One class of binary linear codes, \ac{LDPC} codes, has become especially
popular due to being able to reach arbitrarily small probabilities of error
at code rates up to the capacity of the channel \cite[Sec. II.B.]{mackay_rediscovery},
while retaining a structure that allows for very efficient decoding.
While the established decoders for \ac{LDPC} codes, such as \ac{BP} and the
\textit{min-sum algorithm}, offer good decoding performance, they are suboptimal
in most cases and exhibit an \textit{error floor} for high \acp{SNR}
\cite[Sec. 15.3]{ryan_lin_2009}, making them unsuitable for applications
with extreme reliability requirements.
Optimization based decoding algorithms are an entirely different way of approaching
the decoding problem.
The first introduction of optimization techniques as a way of decoding binary
linear codes was conducted in Feldman's 2003 Ph.D. thesis and a subsequent paper,
establishing the field of \ac{LP} decoding \cite{feldman_thesis}, \cite{feldman_paper}.
There, the \ac{ML} decoding problem is approximated by a \textit{linear program}, i.e.,
a linear, convex optimization problem, which can subsequently be solved using
several different algorithms \cite{alp}, \cite{interior_point},
\cite{original_admm}, \cite{pdd}.
More recently, novel approaches such as \textit{proximal decoding} have been
introduced.

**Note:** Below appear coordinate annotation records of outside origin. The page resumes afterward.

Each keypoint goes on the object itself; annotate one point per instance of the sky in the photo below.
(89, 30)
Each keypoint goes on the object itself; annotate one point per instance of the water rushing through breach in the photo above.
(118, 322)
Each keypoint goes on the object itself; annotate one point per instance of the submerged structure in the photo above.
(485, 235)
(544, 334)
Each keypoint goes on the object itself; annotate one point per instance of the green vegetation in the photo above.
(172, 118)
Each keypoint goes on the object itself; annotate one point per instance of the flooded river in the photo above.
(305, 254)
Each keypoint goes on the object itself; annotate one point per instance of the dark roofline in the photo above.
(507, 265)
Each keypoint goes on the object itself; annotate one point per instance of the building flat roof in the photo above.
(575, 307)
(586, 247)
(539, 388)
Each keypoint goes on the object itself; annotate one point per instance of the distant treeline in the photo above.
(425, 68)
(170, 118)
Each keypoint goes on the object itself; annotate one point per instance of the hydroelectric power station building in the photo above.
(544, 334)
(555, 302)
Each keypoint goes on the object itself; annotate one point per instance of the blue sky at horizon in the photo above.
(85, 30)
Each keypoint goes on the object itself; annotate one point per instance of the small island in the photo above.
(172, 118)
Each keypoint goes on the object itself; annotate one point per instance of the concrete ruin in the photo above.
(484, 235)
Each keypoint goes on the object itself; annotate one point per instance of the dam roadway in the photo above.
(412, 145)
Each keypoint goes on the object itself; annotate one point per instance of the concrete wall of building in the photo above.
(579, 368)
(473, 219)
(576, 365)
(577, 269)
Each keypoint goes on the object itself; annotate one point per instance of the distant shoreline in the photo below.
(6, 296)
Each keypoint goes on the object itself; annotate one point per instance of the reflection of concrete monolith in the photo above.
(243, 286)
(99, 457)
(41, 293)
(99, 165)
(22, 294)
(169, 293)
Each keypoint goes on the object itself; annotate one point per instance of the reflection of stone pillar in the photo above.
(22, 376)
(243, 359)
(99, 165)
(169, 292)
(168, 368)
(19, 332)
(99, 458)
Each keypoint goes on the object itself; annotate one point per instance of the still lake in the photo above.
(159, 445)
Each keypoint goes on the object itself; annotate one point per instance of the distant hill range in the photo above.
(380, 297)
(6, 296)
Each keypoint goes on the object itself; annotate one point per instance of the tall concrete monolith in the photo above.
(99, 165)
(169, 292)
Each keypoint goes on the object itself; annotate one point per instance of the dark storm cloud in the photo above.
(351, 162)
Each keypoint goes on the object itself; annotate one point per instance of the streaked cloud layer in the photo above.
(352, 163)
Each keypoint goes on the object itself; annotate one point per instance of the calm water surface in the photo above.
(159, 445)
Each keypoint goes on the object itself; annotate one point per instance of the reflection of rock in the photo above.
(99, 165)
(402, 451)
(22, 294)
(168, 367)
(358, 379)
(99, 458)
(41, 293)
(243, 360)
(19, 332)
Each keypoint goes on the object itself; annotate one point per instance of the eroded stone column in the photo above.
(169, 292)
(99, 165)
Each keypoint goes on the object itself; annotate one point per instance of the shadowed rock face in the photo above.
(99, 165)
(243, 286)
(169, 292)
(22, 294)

Proximal decoding is based on a non-convex optimization formulation
of the \ac{MAP} decoding problem \cite{proximal_paper}.
The motivation behind applying optimization methods to channel decoding is to
utilize existing techniques in the broad field of optimization theory, as well
as to find new decoding methods not suffering from the same disadvantages as
existing message passing based approaches or exhibiting other desirable properties.
\Ac{LP} decoding, for example, comes with strong theoretical guarantees
allowing it to be used as a way of closely approximating \ac{ML} decoding
\cite[Sec. I]{original_admm},
and proximal decoding is applicable to non-trivial channel models such
as \ac{LDPC}-coded massive \ac{MIMO} channels \cite{proximal_paper}.
This thesis aims to further the analysis of optimization based decoding
algorithms as well as to verify and complement the considerations present in
the existing literature.
Specifically, the proximal decoding algorithm and \ac{LP} decoding using
the \ac{ADMM} \cite{original_admm} are explored within the context of
\ac{BPSK} modulated \ac{AWGN} channels.
Implementations of both decoding methods are produced, and based on simulation
results from those implementations the algorithms are examined and compared.
Approaches to determine the optimal value of each parameter are derived and
the computational and decoding performance of the algorithms is examined.
An improvement on proximal decoding is suggested, achieving up to 1 dB of gain,
depending on the parameters chosen and the code considered.